Mungkin menurut ku cerita Cinta ini seperti sudah ada scenario nya. Dan mungkin karena itu aku ingin melepas semua cerita tentang kita berdua bulan.
Bulan. Aku tau, dan aku sadar bahwa aku tidak pernah membuat mu bahagia sedikit pun.
Dan apalagi setiap kamu ada masalah, aku tidak pernah bisa membantu kamu. Setidaknya aku meluangkan waktu ku sedikit saja untuk mu.
Pacar macam apa aku ini? Tidak pernah bisa menjadi sandaran untuk pacar nya sendiri.
Aku minta maaf bulan. Aku yang udah membuat mu berjuang sendirian, Tanpa ada hadirnya diri aku.
Dan mungkin aku yang terlalu egois, terlalu memikirkan diri aku sendiri. Dan aku tidak pernah memikirkan perasaan mu bagaimana. Bagaimana rasanya dijauhi oleh kekasih tercinta nya. Walaupun kita baru kenal dan baru 1 tahun pacaran. Tapi seharusnya aku sudah bisa lebih dewasa, bulan. Tapi tak ada perubahan dari diriku. Aku seperti anak kecil yang hanya mencari teman bukan kekasih.
Dan mungkin ini udah saat nya aku bilang ke kamu. Kalau sebenarnya aku bosan dengan jalan cerita kita.
Sebenernya aku bingung, apa yang ingin aku ucapkan. Aku bingung mau dari mana aku memulainya. Tapi, aku harus bilang ini.
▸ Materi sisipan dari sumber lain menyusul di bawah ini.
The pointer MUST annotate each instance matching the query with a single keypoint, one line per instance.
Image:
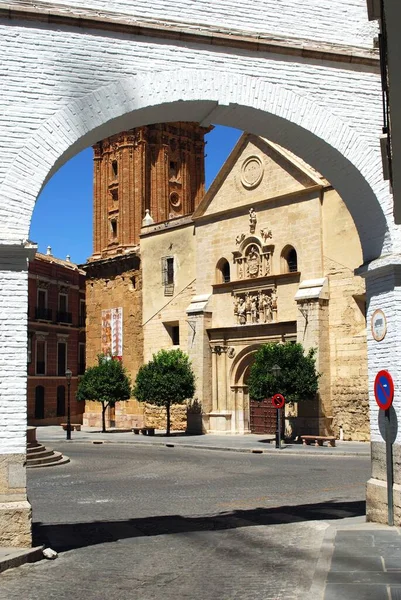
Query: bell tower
(157, 167)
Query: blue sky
(62, 217)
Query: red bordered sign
(384, 389)
(278, 400)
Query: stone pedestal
(220, 422)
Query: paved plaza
(153, 522)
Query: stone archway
(261, 105)
(239, 390)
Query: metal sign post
(389, 465)
(384, 394)
(278, 401)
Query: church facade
(266, 255)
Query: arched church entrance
(258, 417)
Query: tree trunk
(168, 419)
(104, 406)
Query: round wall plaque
(378, 325)
(251, 172)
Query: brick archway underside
(270, 110)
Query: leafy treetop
(167, 379)
(297, 380)
(107, 382)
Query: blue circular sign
(384, 389)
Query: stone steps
(38, 455)
(49, 460)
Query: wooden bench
(318, 440)
(74, 426)
(144, 430)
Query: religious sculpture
(252, 220)
(256, 307)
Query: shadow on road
(69, 536)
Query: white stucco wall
(64, 88)
(342, 21)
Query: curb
(284, 451)
(318, 587)
(20, 557)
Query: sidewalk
(15, 557)
(359, 561)
(261, 444)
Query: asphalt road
(157, 523)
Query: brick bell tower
(159, 168)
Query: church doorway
(263, 417)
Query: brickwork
(155, 416)
(159, 168)
(115, 283)
(336, 131)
Aku tidak mau kamu terlarut kedalam kehidupan ku. Aku tak ingin melihat mu terluka lebih dalam lagi.
Aku hanya bisa bilang ini ke kamu.
"ada masanya ketika kita tidak mampu punya daya apa-apa, bulan. Tapi kamu harus tetap punya daya. Kamu ga bisa cuma diam dan nunggu keajaiban datang. Itu hanya membuang-buang waktu kamu, kamu tau itukan?. Sekarang aku mau tanya ke kamu. Kamu masih ingat ga?. Kenapa aku Namain kamu bulan? Kenapa ga bintang?. Jawaban nya, karena kamu sama indahnya sama bulan di malam hari. Tapi itu bulan yang ada di langit. Sedangkan kamu, kamu adalah bulan, bulan aku satu-satunya. Ya, walaupun kamu cuma hadir sejenak di dalam hidup aku. Tapi kamu mampu ngasih inspirasi buat aku.
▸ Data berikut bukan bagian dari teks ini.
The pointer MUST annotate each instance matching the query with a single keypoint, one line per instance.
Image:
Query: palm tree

Terkadang, dunia itu perlu dilihat dengan jelas, bulan. Coba deh, sesekali kamu lihat di sekeliling mu dengan apa adanya diri kamu. Sekurang-kurangnya.
Terkadang aku juga suka berkata kepada semesta : 'semesta, jangan buat aku terjebak dengan kamu bulan. Tolong jangan rumit kan hidupku yang sudah pelik ini '.
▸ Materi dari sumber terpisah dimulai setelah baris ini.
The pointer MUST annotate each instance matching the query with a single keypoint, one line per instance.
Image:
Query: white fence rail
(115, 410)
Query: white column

Dan mungkin juga terkadang aku bertanya kepada semesta : 'Siapa dia, semesta? Untuk apa dia masuk ke dalam kehidupan ku? Pengganggu yang aneh, tapi bukan benalu, mungkin.
Terimakasih bulan kamu sudah pernah mau berkunjung kedalam kehidupan ku. Mungkin malah itu yang lebih mengganggu mu selama ini. Aku bingung bagaimana cara nya berterimakasih kepada kamu. Karena kamu, dan mungkin baru kamu yang meninggal kan ribuan kenangan di kehidupan aku, bulan.